There are of course many aviation pioneers from those days. Did any of them envision uses besides war? It would be really interesting to see what they came up with and if it turned out that way.


1 Answer 1


"Airship" originally meant any large aircraft, whether lighter or heavier than air. Ballooning was already a popular sport among the rich when aeroplanes first flew. Most pioneers seem to have taken it for granted that aircraft - both airships and planes - would be used for private and commercial travel as well as warfare. Airmail was perhaps the most discussed niche role. A few might have had other niche purposes in mind but on the whole they were content just to get the thing flying and find a buyer or sponsor. A V Roe built the first plane with an enclosed passenger cabin in 1912, the first year a mail package was delivered by air.

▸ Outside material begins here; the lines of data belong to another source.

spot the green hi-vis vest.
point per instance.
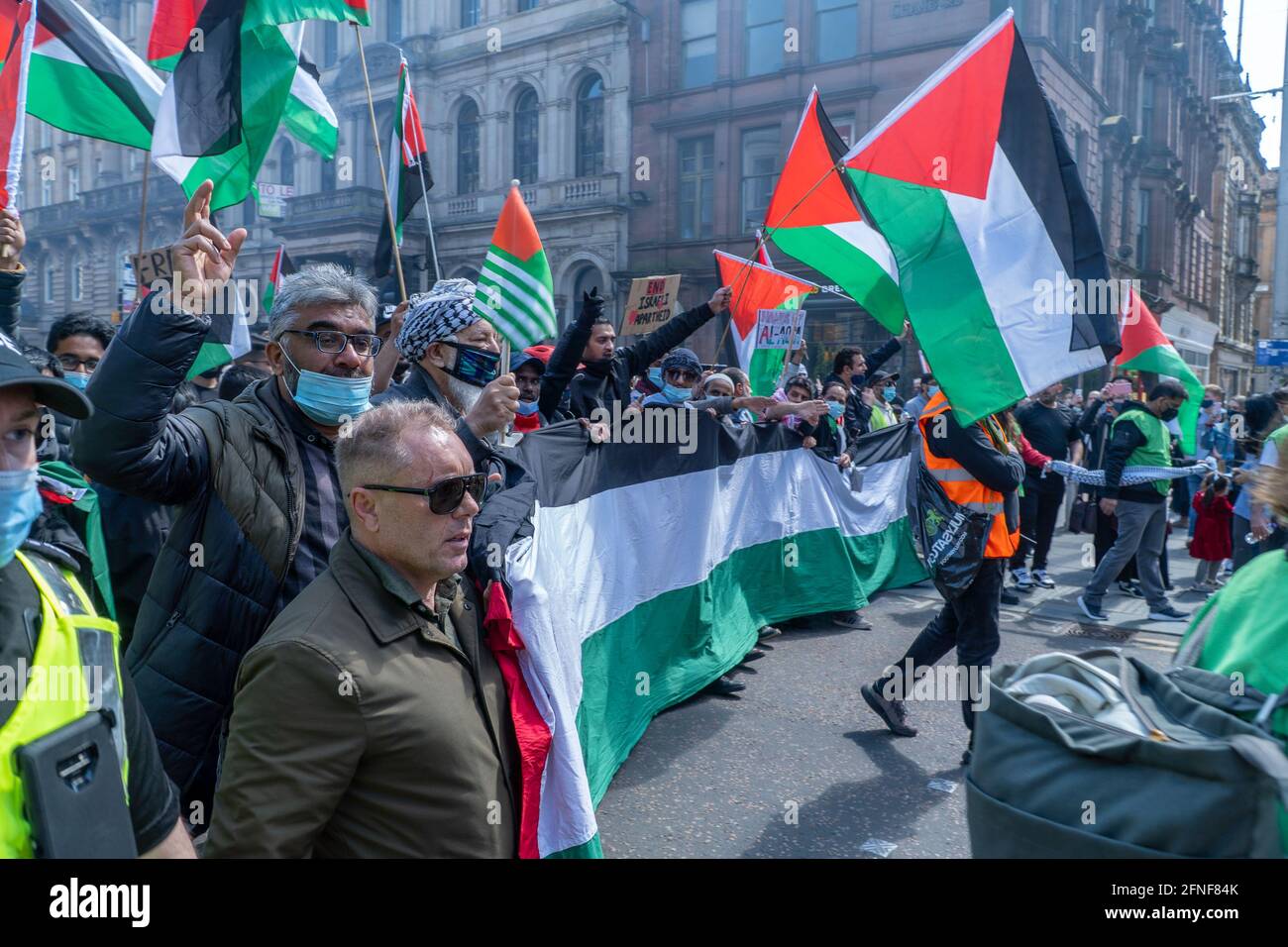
(73, 672)
(1157, 450)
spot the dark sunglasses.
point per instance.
(445, 496)
(334, 342)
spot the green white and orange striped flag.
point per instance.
(515, 290)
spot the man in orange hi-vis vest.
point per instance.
(979, 468)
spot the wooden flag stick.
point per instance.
(143, 222)
(380, 163)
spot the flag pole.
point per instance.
(380, 162)
(429, 222)
(143, 222)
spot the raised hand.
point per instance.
(13, 237)
(204, 257)
(720, 300)
(494, 408)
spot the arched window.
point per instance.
(286, 172)
(590, 128)
(468, 149)
(526, 137)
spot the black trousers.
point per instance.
(1038, 514)
(1107, 531)
(967, 622)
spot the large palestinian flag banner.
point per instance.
(973, 187)
(13, 99)
(1145, 348)
(408, 174)
(814, 217)
(754, 287)
(85, 80)
(596, 633)
(308, 116)
(227, 97)
(515, 289)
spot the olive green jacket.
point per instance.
(360, 729)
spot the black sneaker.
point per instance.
(893, 712)
(724, 686)
(851, 620)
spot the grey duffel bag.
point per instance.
(1098, 755)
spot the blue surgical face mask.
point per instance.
(677, 395)
(327, 398)
(20, 505)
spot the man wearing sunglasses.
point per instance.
(372, 719)
(254, 479)
(456, 364)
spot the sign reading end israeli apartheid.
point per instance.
(151, 265)
(649, 303)
(780, 329)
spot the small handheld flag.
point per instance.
(515, 290)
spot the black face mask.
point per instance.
(599, 368)
(475, 367)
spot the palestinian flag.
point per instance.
(227, 339)
(758, 287)
(407, 174)
(282, 265)
(172, 22)
(973, 185)
(515, 291)
(84, 80)
(814, 217)
(596, 639)
(1145, 348)
(13, 98)
(309, 116)
(227, 98)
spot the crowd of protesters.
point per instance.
(282, 541)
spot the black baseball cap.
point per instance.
(55, 393)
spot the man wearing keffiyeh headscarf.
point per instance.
(455, 359)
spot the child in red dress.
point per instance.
(1212, 540)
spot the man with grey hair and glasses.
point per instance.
(372, 720)
(254, 479)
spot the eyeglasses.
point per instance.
(445, 496)
(333, 342)
(73, 364)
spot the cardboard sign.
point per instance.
(649, 303)
(780, 329)
(151, 265)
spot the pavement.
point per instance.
(799, 767)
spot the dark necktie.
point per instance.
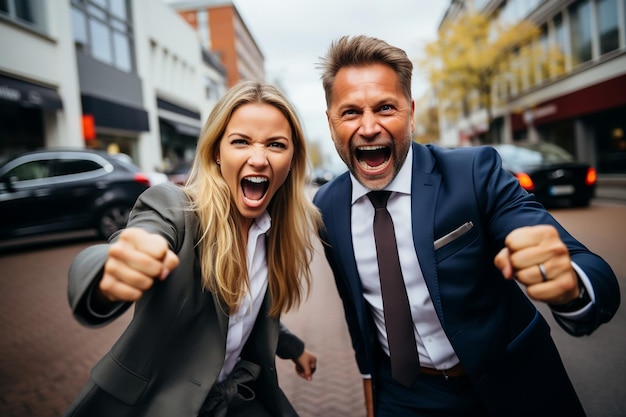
(398, 320)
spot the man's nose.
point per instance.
(369, 124)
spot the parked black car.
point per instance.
(549, 172)
(52, 190)
(324, 174)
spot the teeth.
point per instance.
(257, 180)
(371, 147)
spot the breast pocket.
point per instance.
(454, 241)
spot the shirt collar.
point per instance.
(400, 184)
(261, 224)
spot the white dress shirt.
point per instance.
(435, 351)
(434, 348)
(240, 324)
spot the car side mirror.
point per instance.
(9, 183)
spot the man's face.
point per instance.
(371, 123)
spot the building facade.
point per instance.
(224, 32)
(583, 109)
(126, 76)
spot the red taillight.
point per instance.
(591, 176)
(142, 178)
(525, 181)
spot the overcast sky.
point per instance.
(293, 34)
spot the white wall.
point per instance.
(169, 61)
(47, 59)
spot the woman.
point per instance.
(210, 267)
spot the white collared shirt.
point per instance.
(240, 324)
(435, 350)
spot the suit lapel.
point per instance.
(424, 191)
(341, 229)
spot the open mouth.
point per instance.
(254, 188)
(373, 156)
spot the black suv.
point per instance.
(66, 190)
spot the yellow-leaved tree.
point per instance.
(473, 52)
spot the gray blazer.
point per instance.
(171, 354)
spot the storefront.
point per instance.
(179, 128)
(22, 110)
(112, 126)
(590, 121)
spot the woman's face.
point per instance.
(255, 155)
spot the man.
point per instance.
(470, 240)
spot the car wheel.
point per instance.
(112, 219)
(581, 202)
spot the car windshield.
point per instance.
(534, 154)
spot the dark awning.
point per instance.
(185, 129)
(27, 94)
(115, 115)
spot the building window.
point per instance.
(104, 29)
(27, 12)
(607, 25)
(580, 32)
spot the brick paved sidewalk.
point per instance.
(45, 355)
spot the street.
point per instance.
(45, 355)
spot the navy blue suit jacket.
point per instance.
(500, 337)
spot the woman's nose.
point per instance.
(258, 157)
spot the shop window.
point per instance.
(104, 28)
(607, 25)
(27, 12)
(580, 32)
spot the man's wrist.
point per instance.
(576, 304)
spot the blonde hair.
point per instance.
(295, 218)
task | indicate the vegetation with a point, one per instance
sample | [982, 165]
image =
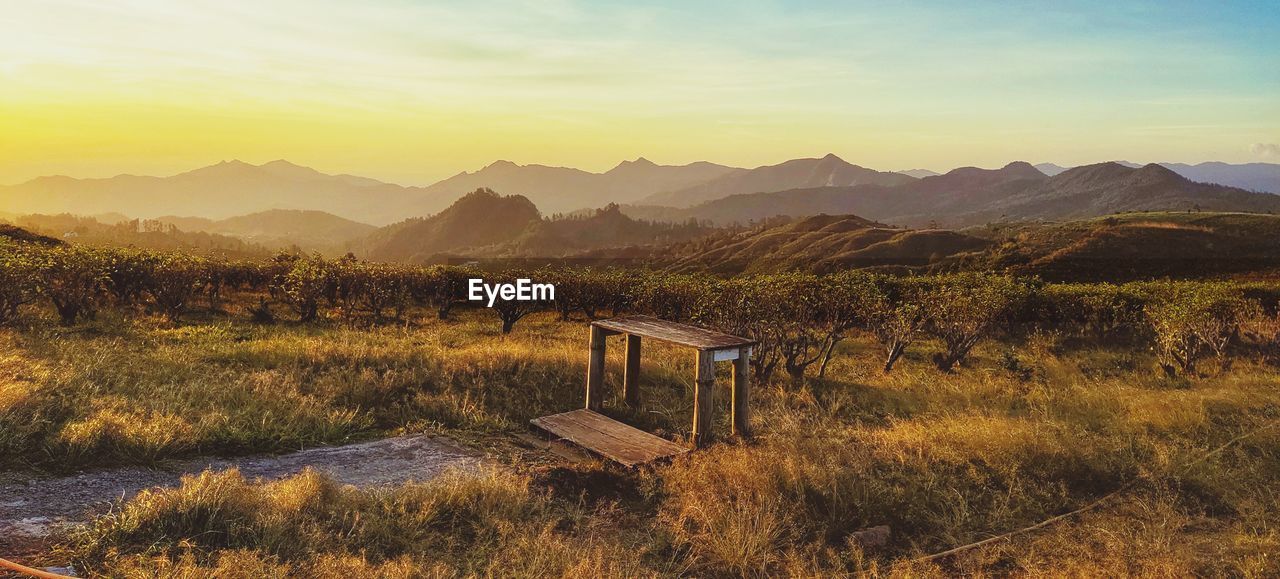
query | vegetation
[1057, 395]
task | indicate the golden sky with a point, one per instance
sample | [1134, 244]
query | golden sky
[414, 91]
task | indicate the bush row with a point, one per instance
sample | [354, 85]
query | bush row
[796, 318]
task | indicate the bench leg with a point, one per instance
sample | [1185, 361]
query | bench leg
[595, 372]
[631, 373]
[704, 399]
[743, 393]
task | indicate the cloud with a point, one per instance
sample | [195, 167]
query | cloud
[1266, 150]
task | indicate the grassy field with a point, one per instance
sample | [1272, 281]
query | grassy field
[1022, 433]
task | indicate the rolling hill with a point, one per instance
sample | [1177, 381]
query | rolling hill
[969, 196]
[830, 171]
[563, 190]
[817, 244]
[1262, 177]
[487, 224]
[218, 191]
[314, 231]
[1137, 245]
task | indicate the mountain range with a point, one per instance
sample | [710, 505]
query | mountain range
[830, 171]
[670, 192]
[969, 196]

J W Dunne was one of the few influential pioneer aviators from a military background and argued for a variety of specialist types for different military roles. He was also a friend of writer H G Wells. Together they envisaged total war with vast airship fleets capable of wrecking whole civilizations and hoped that the threat of this would put an end to ground warfare as such. When Wells wrote "The War in the Air" (around 1908?), Dunne sent him some of his research materials which found their way into the story.

Rudyard Kipling (of Jungle Book fame), though not an aviator himself, wrote a novel about a commercial transatlantic mail airship, "With the Night Mail" in 1905.